Whilst you may not share her politics, the internment without trial of the Irish Republican Marian Price, has profound implications for anyone involved in political activism.
Whilst I do not share the political beliefs of Marian Price - I believe that it is important to highlight her current circumstances – and reflect on the implications that those circumstances may have in the future for all individuals involved in radical politics, whatever particular political standpoint those individuals may have.
Marian Price is a 58 year old Irish Republican. She was initially jailed in 1973 for her part in an IRA bombing campaign in London. She targeted the Old Bailey, and an army recruitment centre. She was subsequently sentenced to two life terms.
Immediately on her incarceration, Marian went on hunger strike. The hunger strike lasted 200 days – during which Marian was force-fed on over 400 occasions.
In 1980, Marian was gravely ill, days away from death due to severe anorexia – which she had developed following the ordeal of being force-fed. Marian was granted a ‘Royal Pardon’ (Royal Prerogative of Mercy) and was immediately released from prison.
Marian survived, and over the next thirty years, she remained active in several republican groups such as the 32 County Sovereignty Movement, and the Irish Republican Prisoners Welfare Association.
In May 2011, Marian Price was arrested after appearing at a Irish Republican rally, where she held up a piece of paper from which a masked man read. She was immediately taken to Maghaberry high security prison (an all-male prison) and was placed in solitary confinement.
Marian has been accused of, ‘encouraging support for an illegal organisation’. Marian has now been in prison for 14 months, during which time neither her lawyers, or Marian have been allowed to see any of the state’s ‘alleged’ evidence.
Key facts from Marian’s internment in Maghaberry prison:
• She has been kept in solitary confinement in a ‘male’ high security prison
• She is effectively interned without a trial, sentence, or release date.
• She has not been given any timescale for any investigation.
• She has not been allowed to see the evidence that the state claims to have
• Her release has been ordered on two occasions by judges.

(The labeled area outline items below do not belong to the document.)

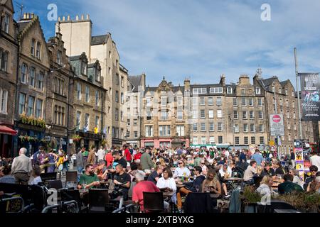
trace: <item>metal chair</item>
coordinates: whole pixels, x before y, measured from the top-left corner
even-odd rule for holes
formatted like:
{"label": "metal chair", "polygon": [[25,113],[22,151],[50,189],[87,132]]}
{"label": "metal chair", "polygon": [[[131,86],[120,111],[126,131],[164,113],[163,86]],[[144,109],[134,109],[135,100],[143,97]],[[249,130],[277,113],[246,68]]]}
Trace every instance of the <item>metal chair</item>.
{"label": "metal chair", "polygon": [[162,192],[143,192],[144,212],[161,212],[164,209]]}

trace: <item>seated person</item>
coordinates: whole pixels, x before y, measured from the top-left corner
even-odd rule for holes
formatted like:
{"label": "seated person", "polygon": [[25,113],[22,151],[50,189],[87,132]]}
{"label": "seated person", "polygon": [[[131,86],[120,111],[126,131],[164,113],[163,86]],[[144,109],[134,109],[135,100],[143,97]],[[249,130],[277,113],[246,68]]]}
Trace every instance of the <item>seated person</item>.
{"label": "seated person", "polygon": [[205,179],[205,177],[201,175],[202,168],[200,166],[196,166],[193,169],[194,176],[196,179],[192,182],[186,182],[185,187],[181,187],[179,192],[177,193],[177,206],[179,210],[182,208],[181,193],[188,194],[191,192],[198,192],[201,188],[202,182]]}
{"label": "seated person", "polygon": [[122,190],[124,200],[128,200],[129,189],[130,188],[131,177],[124,170],[122,165],[118,164],[116,166],[116,174],[113,178],[114,183],[114,190]]}
{"label": "seated person", "polygon": [[40,174],[41,173],[41,169],[38,165],[35,165],[33,167],[33,170],[32,171],[32,176],[34,177],[33,180],[30,183],[30,184],[36,184],[38,185],[38,183],[42,182],[41,177],[40,177]]}
{"label": "seated person", "polygon": [[78,188],[88,189],[98,185],[100,185],[100,182],[99,182],[99,178],[95,174],[93,166],[91,164],[87,164],[85,166],[85,173],[80,176]]}
{"label": "seated person", "polygon": [[292,183],[294,177],[290,174],[287,174],[283,176],[284,182],[278,185],[279,194],[287,194],[293,192],[304,192],[304,189],[299,185]]}
{"label": "seated person", "polygon": [[100,160],[97,167],[95,169],[95,174],[97,177],[99,178],[99,180],[106,180],[107,174],[109,173],[108,170],[105,167],[105,161]]}
{"label": "seated person", "polygon": [[161,177],[164,169],[164,167],[163,165],[157,165],[156,170],[149,176],[148,180],[151,181],[154,184],[156,184],[159,179]]}
{"label": "seated person", "polygon": [[0,177],[0,183],[16,184],[16,179],[11,175],[11,167],[10,165],[1,167],[2,170],[2,177]]}

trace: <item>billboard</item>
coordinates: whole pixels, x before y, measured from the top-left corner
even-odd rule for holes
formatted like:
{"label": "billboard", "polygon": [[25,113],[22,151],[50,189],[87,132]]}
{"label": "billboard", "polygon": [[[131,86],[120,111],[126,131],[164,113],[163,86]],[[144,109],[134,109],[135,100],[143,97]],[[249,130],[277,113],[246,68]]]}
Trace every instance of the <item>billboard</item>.
{"label": "billboard", "polygon": [[319,73],[299,73],[302,121],[320,121],[320,78]]}
{"label": "billboard", "polygon": [[270,133],[272,136],[284,135],[283,114],[270,114]]}

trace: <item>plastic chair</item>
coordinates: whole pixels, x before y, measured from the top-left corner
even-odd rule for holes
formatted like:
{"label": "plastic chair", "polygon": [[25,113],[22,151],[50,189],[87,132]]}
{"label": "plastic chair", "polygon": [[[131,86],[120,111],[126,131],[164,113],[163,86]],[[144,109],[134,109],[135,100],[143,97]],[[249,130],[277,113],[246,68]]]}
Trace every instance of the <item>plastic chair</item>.
{"label": "plastic chair", "polygon": [[161,212],[164,209],[162,192],[144,192],[144,212]]}

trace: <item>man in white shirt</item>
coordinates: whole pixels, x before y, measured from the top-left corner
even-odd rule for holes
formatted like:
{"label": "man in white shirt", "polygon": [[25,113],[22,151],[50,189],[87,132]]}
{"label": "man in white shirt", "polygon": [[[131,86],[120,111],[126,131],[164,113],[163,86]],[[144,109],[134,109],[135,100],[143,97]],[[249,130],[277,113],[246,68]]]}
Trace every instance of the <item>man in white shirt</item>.
{"label": "man in white shirt", "polygon": [[105,160],[105,150],[103,150],[102,146],[100,146],[100,149],[99,149],[99,150],[95,153],[95,155],[97,156],[98,162]]}
{"label": "man in white shirt", "polygon": [[310,157],[310,163],[311,165],[316,166],[318,170],[320,170],[320,156],[316,152],[314,153],[313,156]]}
{"label": "man in white shirt", "polygon": [[184,166],[184,162],[180,160],[178,162],[179,167],[176,168],[174,177],[190,177],[191,175],[189,169]]}

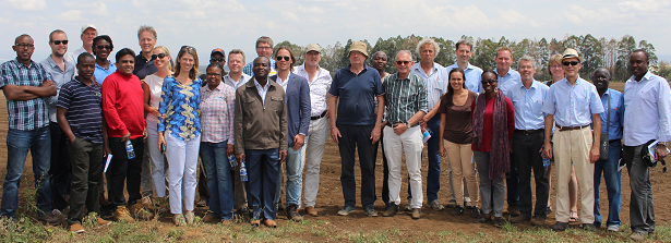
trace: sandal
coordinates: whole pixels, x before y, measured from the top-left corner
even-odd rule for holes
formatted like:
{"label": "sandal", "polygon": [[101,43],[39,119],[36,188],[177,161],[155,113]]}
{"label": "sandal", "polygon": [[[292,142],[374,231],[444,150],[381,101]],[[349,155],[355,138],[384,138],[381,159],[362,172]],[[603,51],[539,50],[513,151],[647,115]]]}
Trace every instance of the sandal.
{"label": "sandal", "polygon": [[577,211],[571,211],[571,214],[568,215],[568,222],[577,222],[578,221],[578,212]]}

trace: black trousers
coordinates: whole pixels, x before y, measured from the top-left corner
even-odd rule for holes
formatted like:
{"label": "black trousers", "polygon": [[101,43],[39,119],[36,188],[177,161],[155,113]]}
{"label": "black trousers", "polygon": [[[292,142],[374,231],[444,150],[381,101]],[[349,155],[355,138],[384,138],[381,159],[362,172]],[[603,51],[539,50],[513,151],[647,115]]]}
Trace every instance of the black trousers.
{"label": "black trousers", "polygon": [[135,158],[129,159],[125,153],[125,142],[121,142],[121,137],[109,137],[109,149],[112,153],[112,159],[107,168],[107,182],[109,190],[109,201],[113,206],[125,206],[125,196],[123,196],[123,183],[125,182],[128,192],[128,206],[134,205],[139,199],[142,199],[140,193],[140,181],[142,173],[142,155],[144,153],[144,141],[142,137],[131,139]]}

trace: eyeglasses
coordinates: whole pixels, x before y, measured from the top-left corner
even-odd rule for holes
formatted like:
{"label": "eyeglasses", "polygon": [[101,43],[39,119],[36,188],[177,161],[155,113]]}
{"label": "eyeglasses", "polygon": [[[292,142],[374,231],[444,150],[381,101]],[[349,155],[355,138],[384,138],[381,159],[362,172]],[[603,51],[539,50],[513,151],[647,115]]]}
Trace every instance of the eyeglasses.
{"label": "eyeglasses", "polygon": [[69,40],[67,40],[67,39],[65,40],[53,40],[51,42],[53,42],[53,45],[61,45],[61,44],[68,45]]}
{"label": "eyeglasses", "polygon": [[562,62],[562,64],[564,64],[565,66],[568,66],[568,65],[578,65],[578,63],[579,63],[578,61]]}
{"label": "eyeglasses", "polygon": [[158,59],[164,59],[167,54],[166,53],[158,53],[158,54],[152,54],[152,60],[158,58]]}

However, on both occasions the secretary of state has overruled those decisions.
• The secretary of state claims he has ‘revoked Marian’s license’. This is despite Marian never being released on license. She was given a Royal Pardon.

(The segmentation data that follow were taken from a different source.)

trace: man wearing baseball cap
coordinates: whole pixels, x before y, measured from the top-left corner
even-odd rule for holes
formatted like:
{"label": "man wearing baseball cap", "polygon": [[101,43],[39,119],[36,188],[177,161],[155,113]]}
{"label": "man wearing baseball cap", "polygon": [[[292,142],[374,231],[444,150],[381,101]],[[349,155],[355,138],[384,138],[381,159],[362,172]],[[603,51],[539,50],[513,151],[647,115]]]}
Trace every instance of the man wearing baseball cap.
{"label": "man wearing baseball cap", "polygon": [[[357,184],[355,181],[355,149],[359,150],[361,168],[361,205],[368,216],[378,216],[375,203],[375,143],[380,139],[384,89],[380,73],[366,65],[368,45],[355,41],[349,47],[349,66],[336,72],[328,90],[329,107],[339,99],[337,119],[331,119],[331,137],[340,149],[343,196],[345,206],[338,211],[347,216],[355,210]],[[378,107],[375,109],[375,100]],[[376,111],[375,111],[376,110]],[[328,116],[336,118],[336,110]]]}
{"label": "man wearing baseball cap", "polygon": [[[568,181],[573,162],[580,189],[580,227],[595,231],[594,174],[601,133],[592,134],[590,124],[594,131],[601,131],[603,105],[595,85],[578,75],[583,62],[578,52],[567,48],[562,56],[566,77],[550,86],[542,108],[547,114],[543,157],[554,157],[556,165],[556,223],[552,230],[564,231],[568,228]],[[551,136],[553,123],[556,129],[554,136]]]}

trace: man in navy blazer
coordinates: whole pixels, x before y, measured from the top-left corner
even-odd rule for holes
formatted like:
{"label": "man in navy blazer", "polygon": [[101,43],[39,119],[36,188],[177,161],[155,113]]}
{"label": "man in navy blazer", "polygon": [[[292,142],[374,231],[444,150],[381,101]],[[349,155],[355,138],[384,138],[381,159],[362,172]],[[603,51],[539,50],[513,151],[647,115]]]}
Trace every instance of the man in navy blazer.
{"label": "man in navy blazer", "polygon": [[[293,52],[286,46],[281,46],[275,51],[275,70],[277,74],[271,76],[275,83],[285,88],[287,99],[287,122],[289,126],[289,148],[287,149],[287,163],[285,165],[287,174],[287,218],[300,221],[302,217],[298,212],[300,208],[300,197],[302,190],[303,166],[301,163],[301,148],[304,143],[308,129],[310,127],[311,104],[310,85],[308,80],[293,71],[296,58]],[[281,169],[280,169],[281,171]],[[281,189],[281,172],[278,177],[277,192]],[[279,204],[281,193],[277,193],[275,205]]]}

• Marian’s Royal Pardon has ‘gone missing’ from the home office (the only time in history). The secretary of state has taken the view that unless a paper copy can be located – it must be assumed that she does not have one.

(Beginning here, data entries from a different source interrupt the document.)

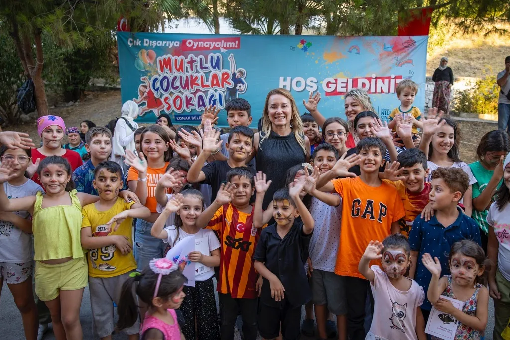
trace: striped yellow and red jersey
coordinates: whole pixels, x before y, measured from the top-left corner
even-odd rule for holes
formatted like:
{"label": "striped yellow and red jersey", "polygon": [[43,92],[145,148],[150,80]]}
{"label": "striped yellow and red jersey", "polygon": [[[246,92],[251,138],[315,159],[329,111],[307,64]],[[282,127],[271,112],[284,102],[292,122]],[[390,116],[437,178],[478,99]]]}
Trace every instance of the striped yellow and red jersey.
{"label": "striped yellow and red jersey", "polygon": [[228,203],[218,209],[208,226],[219,235],[221,245],[218,292],[234,298],[259,296],[251,258],[262,229],[253,227],[253,207],[247,214]]}

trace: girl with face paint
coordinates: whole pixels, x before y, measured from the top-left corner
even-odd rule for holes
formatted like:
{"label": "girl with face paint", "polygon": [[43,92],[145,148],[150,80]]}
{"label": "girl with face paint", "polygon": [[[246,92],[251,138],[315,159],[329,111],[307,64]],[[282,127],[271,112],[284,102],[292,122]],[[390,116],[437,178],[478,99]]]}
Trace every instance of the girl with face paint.
{"label": "girl with face paint", "polygon": [[[455,339],[480,339],[487,325],[489,290],[487,272],[490,261],[480,246],[470,240],[455,242],[450,251],[451,274],[439,278],[441,265],[437,257],[428,253],[422,261],[431,273],[427,297],[434,307],[451,314],[458,321]],[[441,293],[440,292],[442,292]],[[464,301],[462,310],[457,309],[444,296]],[[432,337],[432,339],[440,338]]]}
{"label": "girl with face paint", "polygon": [[[426,339],[425,320],[420,306],[423,288],[405,276],[411,265],[405,236],[389,236],[380,242],[370,241],[358,269],[370,282],[374,313],[365,339]],[[381,268],[376,260],[380,260]],[[370,264],[372,265],[370,265]]]}
{"label": "girl with face paint", "polygon": [[164,258],[154,259],[141,274],[135,273],[130,276],[120,293],[117,329],[133,326],[138,317],[138,304],[133,294],[136,286],[138,299],[149,306],[140,332],[141,338],[184,338],[179,327],[183,322],[178,320],[175,309],[181,307],[186,296],[183,289],[187,280],[177,264]]}

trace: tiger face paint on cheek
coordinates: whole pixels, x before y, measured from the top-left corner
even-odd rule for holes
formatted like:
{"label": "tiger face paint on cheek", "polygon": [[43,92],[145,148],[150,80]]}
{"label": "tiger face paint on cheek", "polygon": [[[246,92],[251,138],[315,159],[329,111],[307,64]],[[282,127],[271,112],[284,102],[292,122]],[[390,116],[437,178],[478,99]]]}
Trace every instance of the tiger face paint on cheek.
{"label": "tiger face paint on cheek", "polygon": [[471,284],[478,274],[478,265],[474,259],[454,255],[450,261],[452,277],[461,284]]}
{"label": "tiger face paint on cheek", "polygon": [[407,270],[407,256],[400,250],[387,250],[382,254],[382,269],[388,276],[398,279]]}

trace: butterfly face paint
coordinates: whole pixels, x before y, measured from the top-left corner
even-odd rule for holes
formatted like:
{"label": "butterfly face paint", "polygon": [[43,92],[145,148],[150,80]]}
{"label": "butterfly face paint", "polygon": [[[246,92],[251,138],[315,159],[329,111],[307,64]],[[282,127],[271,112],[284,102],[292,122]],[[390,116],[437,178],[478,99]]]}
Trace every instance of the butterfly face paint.
{"label": "butterfly face paint", "polygon": [[278,225],[285,226],[294,221],[296,208],[288,200],[273,201],[273,217]]}
{"label": "butterfly face paint", "polygon": [[460,285],[473,284],[479,268],[475,259],[462,254],[455,254],[450,259],[452,278]]}
{"label": "butterfly face paint", "polygon": [[405,253],[395,249],[385,251],[381,258],[382,269],[388,276],[393,279],[398,279],[405,275],[409,263]]}

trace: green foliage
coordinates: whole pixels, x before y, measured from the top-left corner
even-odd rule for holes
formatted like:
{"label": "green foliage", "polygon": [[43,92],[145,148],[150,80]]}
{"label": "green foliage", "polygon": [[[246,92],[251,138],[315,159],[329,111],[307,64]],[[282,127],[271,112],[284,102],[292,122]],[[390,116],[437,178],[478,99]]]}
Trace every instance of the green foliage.
{"label": "green foliage", "polygon": [[479,79],[472,83],[466,89],[455,91],[453,111],[496,114],[498,112],[499,91],[495,76]]}
{"label": "green foliage", "polygon": [[46,62],[42,76],[47,87],[69,102],[79,99],[94,78],[100,79],[107,85],[115,84],[118,77],[115,41],[111,34],[109,36],[109,41],[105,37],[100,44],[74,50],[45,44]]}
{"label": "green foliage", "polygon": [[0,24],[0,116],[7,124],[19,117],[16,89],[26,80],[12,39],[6,32],[5,25]]}

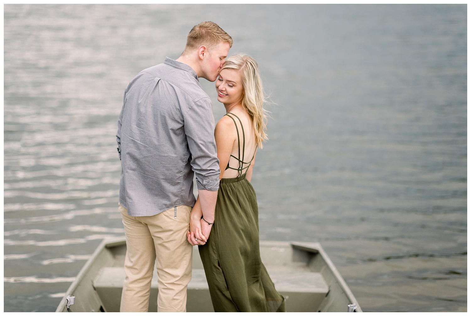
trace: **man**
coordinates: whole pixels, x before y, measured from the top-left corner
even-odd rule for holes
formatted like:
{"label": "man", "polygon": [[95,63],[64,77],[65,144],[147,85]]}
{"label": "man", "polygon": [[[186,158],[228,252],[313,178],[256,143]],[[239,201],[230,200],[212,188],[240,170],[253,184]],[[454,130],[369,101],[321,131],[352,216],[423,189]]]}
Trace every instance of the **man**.
{"label": "man", "polygon": [[192,29],[177,60],[167,57],[143,70],[125,91],[116,134],[122,159],[119,208],[127,245],[122,312],[147,311],[154,263],[158,311],[186,311],[194,172],[206,237],[208,223],[214,222],[220,174],[211,101],[198,78],[216,80],[232,42],[217,24],[202,22]]}

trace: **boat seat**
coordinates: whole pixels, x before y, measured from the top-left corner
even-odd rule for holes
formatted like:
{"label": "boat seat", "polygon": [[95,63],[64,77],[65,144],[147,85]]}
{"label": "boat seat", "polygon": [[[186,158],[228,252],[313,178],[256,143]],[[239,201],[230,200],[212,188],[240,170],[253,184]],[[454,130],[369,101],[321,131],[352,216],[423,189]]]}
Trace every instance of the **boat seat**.
{"label": "boat seat", "polygon": [[[307,270],[290,269],[288,267],[267,266],[275,287],[286,298],[286,309],[289,312],[312,311],[312,306],[318,305],[327,295],[328,287],[320,273]],[[122,284],[126,277],[122,267],[103,268],[93,282],[107,312],[119,312]],[[151,284],[149,311],[157,311],[157,276],[154,271]],[[208,283],[203,269],[193,269],[191,281],[188,284],[187,311],[214,311]]]}

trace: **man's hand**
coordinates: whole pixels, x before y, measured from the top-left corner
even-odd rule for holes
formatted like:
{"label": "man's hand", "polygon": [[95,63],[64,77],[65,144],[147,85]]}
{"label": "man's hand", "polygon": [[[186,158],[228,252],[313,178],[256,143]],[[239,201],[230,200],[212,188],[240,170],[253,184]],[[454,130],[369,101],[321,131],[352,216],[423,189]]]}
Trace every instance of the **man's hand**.
{"label": "man's hand", "polygon": [[190,217],[190,231],[187,233],[187,238],[192,246],[204,245],[208,238],[202,233],[201,221],[199,218],[201,217],[201,212],[194,208],[194,211],[195,211],[194,213],[192,211]]}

• Despite no ‘license’ existing for her release from prison in 1980, it is the non-existent license that is being used to keep her in prison.
• She can only be released by the secretary of state responsible (Owen Paterson)
Marian suffers from numerous physical health problems due to how she was treated in prison in the 1970’s. Due to her year-long solitary confinement, Marian’s physical and mental health has deteriorated rapidly, and she has been transferred to hospital.
As I pointed out at the beginning of this post – you may not share the same political views as Marian Price, but you should be deeply concerned about how the state treats people who it views as a threat.
I recall that some anarchists were snatched from their beds on the morning of last year’s royal wedding, and detained for the day – but imagine being interned without trial for over a year, and kept in solitary confinement.
The case of Marian Price is one we should all keep a close eye on, and is best summed up by the Irish civil rights leader Bernadette Devlin McAliskey, who said that:
“Is a clear signal to everybody who is not “on board” and who is not of the same mind as the government: that no dissent will be tolerated. No dissent will be tolerated and you challenge the status quo at your peril.”